On Tuesday, the House gave the Right to Try legislation final congressional approval by a vote of 250-169, 9 months after it passed in the Senate, the Associated Press reported. According to the article, the measure would give patients diagnosed with life-threatening conditions and who’ve exhausted treatment options access to unproven drugs that have not received FDA approval. The bill also provides some legal protections for pharmaceutical manufacturers, physicians, or others involved in providing the treatment. However, critics say that the measure is weaker in terms of patient protection than the earlier version the House approved in March, the article reported.

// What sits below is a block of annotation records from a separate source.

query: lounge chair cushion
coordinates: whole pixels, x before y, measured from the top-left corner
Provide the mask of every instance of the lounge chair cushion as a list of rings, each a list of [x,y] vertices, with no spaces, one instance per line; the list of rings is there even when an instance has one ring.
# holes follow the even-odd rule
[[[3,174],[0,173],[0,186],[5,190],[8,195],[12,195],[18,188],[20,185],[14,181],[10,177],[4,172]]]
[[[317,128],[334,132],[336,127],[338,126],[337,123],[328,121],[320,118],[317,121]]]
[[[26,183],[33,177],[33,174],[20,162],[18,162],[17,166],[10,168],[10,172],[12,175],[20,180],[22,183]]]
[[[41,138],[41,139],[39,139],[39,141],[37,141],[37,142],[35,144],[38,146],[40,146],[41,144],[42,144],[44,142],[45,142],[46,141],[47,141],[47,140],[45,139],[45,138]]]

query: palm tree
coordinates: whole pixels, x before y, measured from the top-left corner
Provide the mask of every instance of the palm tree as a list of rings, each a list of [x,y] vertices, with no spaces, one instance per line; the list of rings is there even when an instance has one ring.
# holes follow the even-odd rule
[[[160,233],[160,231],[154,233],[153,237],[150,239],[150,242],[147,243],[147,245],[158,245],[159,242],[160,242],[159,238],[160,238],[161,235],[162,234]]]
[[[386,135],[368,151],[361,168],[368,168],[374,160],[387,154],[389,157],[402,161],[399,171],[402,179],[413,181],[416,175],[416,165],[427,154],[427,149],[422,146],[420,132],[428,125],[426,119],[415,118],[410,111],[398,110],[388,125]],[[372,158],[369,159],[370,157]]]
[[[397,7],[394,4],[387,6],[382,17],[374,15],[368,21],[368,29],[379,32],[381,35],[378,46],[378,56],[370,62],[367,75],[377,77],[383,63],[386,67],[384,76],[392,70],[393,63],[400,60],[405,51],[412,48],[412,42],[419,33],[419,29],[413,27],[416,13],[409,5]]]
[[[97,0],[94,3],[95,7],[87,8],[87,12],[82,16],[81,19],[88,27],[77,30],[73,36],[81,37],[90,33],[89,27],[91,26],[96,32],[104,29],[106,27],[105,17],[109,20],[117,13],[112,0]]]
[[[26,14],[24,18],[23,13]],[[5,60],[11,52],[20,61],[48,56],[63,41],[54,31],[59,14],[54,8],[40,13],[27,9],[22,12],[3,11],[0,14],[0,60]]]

New gene therapies will soon get a faster path to approval by the FDA, STAT reported. According to the article, gene therapies for hemophilia specifically could be evaluated based on whether the therapy increases proteins in the blood, regardless of whether the therapy actually causes the patient to bleed less. FDA Commissioner Scott Gottlieb said that hemophilia is the first disease the FDA will target in its new policy, the article reported.
Drug manufacturers called out by the FDA for allegedly stalling generic competition have increased their prices substantially since 2012, costing Medicare and Medicaid nearly $12 billion in 2016, Kaiser Health News reported. The spending totals don’t include rebates, which ranged from 9.5% to 26.3% for Medicare Part D in 2014, the article reported. According to a Kaiser Health News analysis, the cost of Celgene’s Revlimid jumped 40% in 4 years and cost $75,200 per beneficiary in 2016, and cost Medicare Part D $2.7 billion in the same year.